Anybody who has had to spend a night in a cold house due to a busted central heating system knows the importance of a heating system.
If you’ve ever thought of how your heating system boiler works, this is going to be an introduction to the domestic heating system.
The Easy Part!
Your home’s heating system works in the following way. A thermostat is placed in the living area with a temperature that is set to a lower limit at which the heat is to be maintained. Whenever the ambient heat drops below the limit, a circuit closes, which lets current flow towards the hot water circulator signaling the radiator to begin the heating process. In some countries, the heating system has been configured so that the water re-circulates continuously. This in turn, signals the boiler to turn up the heat.

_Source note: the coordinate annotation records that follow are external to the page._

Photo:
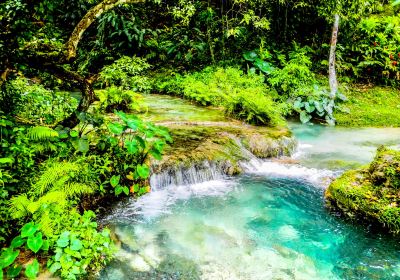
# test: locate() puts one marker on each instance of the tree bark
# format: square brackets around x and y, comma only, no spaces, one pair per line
[73,41]
[332,58]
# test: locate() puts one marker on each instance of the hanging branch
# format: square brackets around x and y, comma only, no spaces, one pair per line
[106,5]
[332,58]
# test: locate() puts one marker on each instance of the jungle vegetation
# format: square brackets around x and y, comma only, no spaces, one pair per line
[62,155]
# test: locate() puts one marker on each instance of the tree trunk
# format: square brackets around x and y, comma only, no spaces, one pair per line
[72,44]
[332,58]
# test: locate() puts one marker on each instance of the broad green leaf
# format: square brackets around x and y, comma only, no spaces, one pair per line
[115,180]
[329,120]
[318,106]
[6,160]
[298,104]
[32,269]
[134,124]
[113,141]
[132,147]
[264,66]
[76,244]
[83,145]
[143,171]
[309,108]
[7,257]
[63,240]
[116,128]
[141,141]
[304,117]
[118,190]
[74,133]
[17,242]
[35,242]
[29,229]
[250,55]
[54,267]
[156,154]
[13,271]
[46,245]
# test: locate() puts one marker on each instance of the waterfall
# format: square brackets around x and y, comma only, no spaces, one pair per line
[197,172]
[179,176]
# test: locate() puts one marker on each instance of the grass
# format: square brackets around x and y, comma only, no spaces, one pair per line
[370,106]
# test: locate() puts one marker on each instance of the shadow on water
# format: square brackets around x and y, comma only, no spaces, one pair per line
[264,228]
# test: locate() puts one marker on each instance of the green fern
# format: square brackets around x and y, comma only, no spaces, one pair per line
[41,133]
[48,199]
[55,176]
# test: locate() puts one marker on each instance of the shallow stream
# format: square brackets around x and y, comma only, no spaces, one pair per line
[270,223]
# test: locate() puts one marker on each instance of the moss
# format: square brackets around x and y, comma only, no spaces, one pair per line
[372,192]
[370,106]
[226,144]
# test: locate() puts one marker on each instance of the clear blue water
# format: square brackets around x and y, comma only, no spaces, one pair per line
[257,227]
[270,224]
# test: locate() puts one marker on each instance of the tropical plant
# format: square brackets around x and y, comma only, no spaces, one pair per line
[296,77]
[116,98]
[244,96]
[33,104]
[318,105]
[30,238]
[53,193]
[80,247]
[126,72]
[132,142]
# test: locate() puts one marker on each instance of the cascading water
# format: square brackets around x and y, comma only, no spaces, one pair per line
[270,223]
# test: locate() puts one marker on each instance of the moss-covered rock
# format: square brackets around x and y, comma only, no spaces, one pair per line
[219,146]
[371,193]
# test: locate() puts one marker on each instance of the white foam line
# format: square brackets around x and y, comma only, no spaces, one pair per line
[318,177]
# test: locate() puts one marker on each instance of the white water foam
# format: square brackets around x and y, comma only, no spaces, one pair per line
[318,177]
[159,202]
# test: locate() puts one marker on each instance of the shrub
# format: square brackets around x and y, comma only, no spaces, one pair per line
[376,48]
[32,103]
[244,96]
[296,77]
[80,247]
[115,98]
[127,72]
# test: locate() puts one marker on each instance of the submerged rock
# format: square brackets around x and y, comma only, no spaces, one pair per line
[207,151]
[371,193]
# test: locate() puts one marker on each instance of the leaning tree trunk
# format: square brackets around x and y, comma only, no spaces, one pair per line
[332,58]
[72,44]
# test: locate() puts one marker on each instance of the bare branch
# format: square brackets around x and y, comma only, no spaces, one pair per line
[106,5]
[332,58]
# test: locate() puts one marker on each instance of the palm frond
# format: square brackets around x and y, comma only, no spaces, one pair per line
[19,206]
[55,175]
[41,133]
[76,189]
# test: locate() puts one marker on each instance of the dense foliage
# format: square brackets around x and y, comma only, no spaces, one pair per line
[73,72]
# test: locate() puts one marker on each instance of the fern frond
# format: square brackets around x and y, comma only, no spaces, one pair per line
[41,133]
[51,176]
[47,224]
[76,189]
[59,198]
[19,206]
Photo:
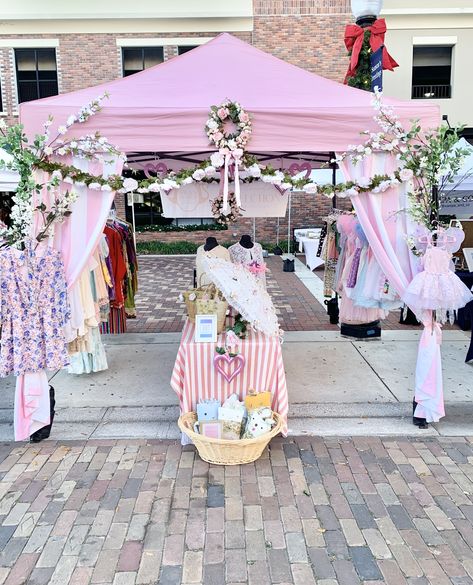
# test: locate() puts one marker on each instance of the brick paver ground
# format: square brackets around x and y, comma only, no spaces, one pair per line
[311,510]
[161,280]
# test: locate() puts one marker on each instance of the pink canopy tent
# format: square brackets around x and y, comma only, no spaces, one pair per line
[165,107]
[164,110]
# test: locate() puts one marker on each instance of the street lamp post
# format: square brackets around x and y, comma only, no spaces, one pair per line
[366,11]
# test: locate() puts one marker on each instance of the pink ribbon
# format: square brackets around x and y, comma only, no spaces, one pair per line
[434,329]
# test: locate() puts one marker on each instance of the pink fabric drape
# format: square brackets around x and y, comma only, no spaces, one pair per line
[76,239]
[386,230]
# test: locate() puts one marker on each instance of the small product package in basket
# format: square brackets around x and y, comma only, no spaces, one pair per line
[255,399]
[232,415]
[207,410]
[260,421]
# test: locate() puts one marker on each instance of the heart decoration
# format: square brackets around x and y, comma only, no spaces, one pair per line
[297,168]
[221,358]
[280,189]
[154,168]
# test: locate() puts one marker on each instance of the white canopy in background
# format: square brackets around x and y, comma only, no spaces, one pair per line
[8,179]
[457,198]
[257,200]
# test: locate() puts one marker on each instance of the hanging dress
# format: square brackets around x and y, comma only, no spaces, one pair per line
[251,258]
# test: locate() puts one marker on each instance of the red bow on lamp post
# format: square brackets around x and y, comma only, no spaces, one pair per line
[354,36]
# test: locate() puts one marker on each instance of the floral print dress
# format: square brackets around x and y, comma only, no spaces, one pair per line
[33,310]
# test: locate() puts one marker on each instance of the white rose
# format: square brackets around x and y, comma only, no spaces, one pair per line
[210,171]
[310,188]
[364,182]
[351,192]
[198,174]
[155,187]
[406,174]
[130,184]
[254,171]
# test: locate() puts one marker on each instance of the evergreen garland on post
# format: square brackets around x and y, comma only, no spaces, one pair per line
[362,77]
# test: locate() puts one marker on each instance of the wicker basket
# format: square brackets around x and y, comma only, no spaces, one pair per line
[227,452]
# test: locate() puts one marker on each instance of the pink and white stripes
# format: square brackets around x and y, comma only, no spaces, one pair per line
[194,376]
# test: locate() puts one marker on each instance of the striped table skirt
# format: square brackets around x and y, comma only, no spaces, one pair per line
[195,378]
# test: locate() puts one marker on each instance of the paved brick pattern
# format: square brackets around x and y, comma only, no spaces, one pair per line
[311,510]
[161,280]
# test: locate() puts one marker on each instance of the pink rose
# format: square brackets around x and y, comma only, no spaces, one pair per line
[222,113]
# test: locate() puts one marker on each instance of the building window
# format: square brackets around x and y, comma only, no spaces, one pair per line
[185,49]
[36,73]
[149,212]
[431,72]
[136,59]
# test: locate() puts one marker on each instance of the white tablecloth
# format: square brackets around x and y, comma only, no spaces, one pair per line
[310,247]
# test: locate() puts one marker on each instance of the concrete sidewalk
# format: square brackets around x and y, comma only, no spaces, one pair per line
[336,387]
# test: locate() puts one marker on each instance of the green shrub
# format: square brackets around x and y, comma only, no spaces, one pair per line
[210,227]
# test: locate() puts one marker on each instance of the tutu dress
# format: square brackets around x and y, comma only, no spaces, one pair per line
[437,287]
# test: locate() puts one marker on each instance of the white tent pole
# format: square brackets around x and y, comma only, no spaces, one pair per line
[289,224]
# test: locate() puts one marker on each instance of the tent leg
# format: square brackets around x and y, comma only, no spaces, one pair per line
[133,217]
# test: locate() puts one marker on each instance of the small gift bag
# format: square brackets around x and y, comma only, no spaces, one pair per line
[260,421]
[213,303]
[255,400]
[207,410]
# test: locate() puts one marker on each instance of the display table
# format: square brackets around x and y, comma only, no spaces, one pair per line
[194,376]
[310,247]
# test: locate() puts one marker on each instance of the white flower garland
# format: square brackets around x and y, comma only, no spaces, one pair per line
[215,127]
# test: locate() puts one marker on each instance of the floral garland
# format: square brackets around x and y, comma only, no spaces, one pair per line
[424,160]
[222,218]
[215,127]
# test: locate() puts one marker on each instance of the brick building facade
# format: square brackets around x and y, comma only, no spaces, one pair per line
[307,33]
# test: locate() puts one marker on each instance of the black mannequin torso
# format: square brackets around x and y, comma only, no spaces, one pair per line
[210,244]
[246,242]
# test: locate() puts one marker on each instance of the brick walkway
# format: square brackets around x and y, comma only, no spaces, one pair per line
[162,279]
[309,511]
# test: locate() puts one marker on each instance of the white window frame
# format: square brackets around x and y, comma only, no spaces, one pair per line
[447,41]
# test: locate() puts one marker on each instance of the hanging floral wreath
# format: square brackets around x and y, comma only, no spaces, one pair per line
[232,112]
[231,215]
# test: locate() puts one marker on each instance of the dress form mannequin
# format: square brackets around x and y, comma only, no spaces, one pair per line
[248,252]
[246,241]
[210,248]
[210,244]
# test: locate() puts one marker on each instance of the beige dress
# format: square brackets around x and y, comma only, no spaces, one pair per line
[217,252]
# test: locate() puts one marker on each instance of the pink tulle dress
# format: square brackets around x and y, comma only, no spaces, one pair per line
[437,287]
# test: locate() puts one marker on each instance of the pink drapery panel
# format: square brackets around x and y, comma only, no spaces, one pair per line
[77,239]
[386,230]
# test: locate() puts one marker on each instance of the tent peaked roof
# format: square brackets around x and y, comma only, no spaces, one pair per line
[164,108]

The water then begins to circulate through a device which helps capture and purge air from the heating system. Domestic heating systems also include an expansion tank which controls the volume of water in accordance to the changes in water temperature. In the newer heating systems, the expansion tank is placed right next to the boiler. In the older systems it is placed in the attic.

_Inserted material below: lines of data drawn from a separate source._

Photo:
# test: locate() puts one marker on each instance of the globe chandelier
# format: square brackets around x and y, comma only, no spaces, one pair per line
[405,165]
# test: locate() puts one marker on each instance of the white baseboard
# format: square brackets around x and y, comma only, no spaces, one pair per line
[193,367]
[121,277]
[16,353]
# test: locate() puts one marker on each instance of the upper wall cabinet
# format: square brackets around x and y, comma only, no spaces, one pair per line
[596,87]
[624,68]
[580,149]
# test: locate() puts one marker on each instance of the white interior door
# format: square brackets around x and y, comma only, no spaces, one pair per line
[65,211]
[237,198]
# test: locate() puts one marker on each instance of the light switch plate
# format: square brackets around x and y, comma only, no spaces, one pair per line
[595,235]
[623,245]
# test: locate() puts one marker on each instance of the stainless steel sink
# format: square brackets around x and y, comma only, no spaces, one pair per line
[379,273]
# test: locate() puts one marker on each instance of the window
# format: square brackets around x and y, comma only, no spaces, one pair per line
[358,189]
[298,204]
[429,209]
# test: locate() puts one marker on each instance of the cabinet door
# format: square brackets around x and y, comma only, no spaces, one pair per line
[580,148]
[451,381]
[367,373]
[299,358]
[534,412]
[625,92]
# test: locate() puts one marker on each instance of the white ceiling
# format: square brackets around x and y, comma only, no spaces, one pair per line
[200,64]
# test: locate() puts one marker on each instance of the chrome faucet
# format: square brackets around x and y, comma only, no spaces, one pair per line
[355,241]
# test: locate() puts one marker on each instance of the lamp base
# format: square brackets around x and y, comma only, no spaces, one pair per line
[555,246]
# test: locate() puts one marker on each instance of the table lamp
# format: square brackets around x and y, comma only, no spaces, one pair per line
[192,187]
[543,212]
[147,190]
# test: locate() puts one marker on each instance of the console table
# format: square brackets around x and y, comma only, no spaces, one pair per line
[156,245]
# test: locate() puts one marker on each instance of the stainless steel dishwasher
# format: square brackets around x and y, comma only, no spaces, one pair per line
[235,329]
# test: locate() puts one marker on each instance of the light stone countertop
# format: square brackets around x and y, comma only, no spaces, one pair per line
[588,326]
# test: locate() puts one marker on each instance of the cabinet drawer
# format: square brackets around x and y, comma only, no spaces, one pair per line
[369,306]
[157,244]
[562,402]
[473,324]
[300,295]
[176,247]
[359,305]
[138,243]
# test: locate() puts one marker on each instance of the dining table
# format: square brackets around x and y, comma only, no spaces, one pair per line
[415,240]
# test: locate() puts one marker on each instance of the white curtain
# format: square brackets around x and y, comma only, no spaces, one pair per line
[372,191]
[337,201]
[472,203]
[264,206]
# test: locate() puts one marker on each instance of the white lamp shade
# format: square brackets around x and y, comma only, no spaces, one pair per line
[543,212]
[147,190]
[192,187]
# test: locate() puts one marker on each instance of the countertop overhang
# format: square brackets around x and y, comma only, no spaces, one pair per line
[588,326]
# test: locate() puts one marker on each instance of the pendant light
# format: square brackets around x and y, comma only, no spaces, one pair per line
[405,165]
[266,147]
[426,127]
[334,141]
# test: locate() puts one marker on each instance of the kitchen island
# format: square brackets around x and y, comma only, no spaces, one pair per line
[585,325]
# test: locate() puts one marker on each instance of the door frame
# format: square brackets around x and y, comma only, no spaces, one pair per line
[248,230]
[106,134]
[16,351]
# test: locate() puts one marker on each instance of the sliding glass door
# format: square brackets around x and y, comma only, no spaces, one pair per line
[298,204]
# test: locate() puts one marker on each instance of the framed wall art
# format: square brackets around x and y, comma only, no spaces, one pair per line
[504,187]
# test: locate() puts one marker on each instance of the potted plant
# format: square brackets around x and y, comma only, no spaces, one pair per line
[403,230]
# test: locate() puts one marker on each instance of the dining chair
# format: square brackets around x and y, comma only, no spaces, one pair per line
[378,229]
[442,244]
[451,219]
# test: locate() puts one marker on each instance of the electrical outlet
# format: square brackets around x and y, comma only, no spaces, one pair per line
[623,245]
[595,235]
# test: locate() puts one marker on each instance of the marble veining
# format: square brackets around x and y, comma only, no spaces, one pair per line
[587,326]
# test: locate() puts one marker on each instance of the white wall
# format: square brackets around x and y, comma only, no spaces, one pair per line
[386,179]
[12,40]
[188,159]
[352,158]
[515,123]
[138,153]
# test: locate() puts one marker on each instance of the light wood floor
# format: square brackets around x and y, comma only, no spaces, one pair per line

Turns out, producing heat is easy. Getting it to where it is needed around the house is the hard part. The water (steam) passes into the distribution system that carries the heat throughout the home with the help of radiators. Hot water or steam radiators use an oil or gas fueled boiler to heat the water before circulating it through radiant baseboards or piping in walls and floors throughout the home. As the water begins to circulate through the pipes, convective and radiant equipment, it releases heat energy and cools down. While in some of the heating systems, gravity is used to get the circulating water back to the boiler. The newer heating systems use a pump that not only helps circulate the water throughout the entire home, but also pumps the water back to the boiler, and the whole process begins all over again.
Boilers only operate when the water has reached a certain temperature that is below its threshold. In many cases, is around 185 degrees Fahrenheit. Boilers use temperature sensors that signals when to ignite the burner or turn it off.

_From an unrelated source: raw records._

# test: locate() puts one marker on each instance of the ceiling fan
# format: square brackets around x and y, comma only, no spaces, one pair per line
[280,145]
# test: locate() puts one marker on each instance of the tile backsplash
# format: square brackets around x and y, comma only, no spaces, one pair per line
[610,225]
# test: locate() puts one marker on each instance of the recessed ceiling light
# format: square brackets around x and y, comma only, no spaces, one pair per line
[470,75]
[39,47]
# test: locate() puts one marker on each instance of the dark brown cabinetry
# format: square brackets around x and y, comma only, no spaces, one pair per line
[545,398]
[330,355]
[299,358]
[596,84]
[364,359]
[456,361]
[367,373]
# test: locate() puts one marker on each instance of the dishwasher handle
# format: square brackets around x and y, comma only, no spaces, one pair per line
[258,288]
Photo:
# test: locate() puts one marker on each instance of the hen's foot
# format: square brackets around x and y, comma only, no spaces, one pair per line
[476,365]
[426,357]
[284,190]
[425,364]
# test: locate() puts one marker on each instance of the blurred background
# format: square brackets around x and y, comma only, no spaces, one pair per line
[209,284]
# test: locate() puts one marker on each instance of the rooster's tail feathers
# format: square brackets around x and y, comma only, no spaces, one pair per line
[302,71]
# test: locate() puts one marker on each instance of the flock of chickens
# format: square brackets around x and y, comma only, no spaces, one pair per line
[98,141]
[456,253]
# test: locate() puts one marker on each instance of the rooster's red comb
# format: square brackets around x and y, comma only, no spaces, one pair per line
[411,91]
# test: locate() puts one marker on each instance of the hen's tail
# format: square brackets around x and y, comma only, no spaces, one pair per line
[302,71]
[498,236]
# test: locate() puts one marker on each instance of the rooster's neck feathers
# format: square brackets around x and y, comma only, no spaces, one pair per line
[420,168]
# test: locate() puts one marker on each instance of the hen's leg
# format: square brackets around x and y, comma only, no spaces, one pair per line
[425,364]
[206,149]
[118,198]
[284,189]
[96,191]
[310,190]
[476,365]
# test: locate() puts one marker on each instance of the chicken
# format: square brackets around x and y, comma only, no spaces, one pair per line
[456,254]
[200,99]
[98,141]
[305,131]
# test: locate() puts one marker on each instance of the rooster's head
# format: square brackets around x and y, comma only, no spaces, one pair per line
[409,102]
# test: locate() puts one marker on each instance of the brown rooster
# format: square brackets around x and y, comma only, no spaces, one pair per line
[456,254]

Oil fueled boilers use an oil pump to deliver oil to an atomizing nozzle at high temperatures which then sprays into the fire chamber. There the furl is ignited with the help of a high voltage spark that’s created by a transformer.
Gas fueled boilers use a control valve that allows gas into the burner before igniting the fuel with the help of either a pilot light or electric ignition.
Boiler combustion air
A burner blower or air intake provides the necessary combustion air in the fire chamber. Various safety devices ensure that the flame is present to consume the fuel or else the burner shuts down. The combustion gasses that result from the fuel burning are contained by the heat exchanger. They are passed through tubes and between steel plates of the heat exchanger. The gas then cool and is vented via an exhaust flue. The boiler stops firing once the temperature threshold of the water has been reached. The circulator then stops the flow of water once the thermostat indicates that it has reached the desired temperature. Boilers can also supply hot water to where it is needed around the house. Otherwise, you can install a separate water heater to do the job.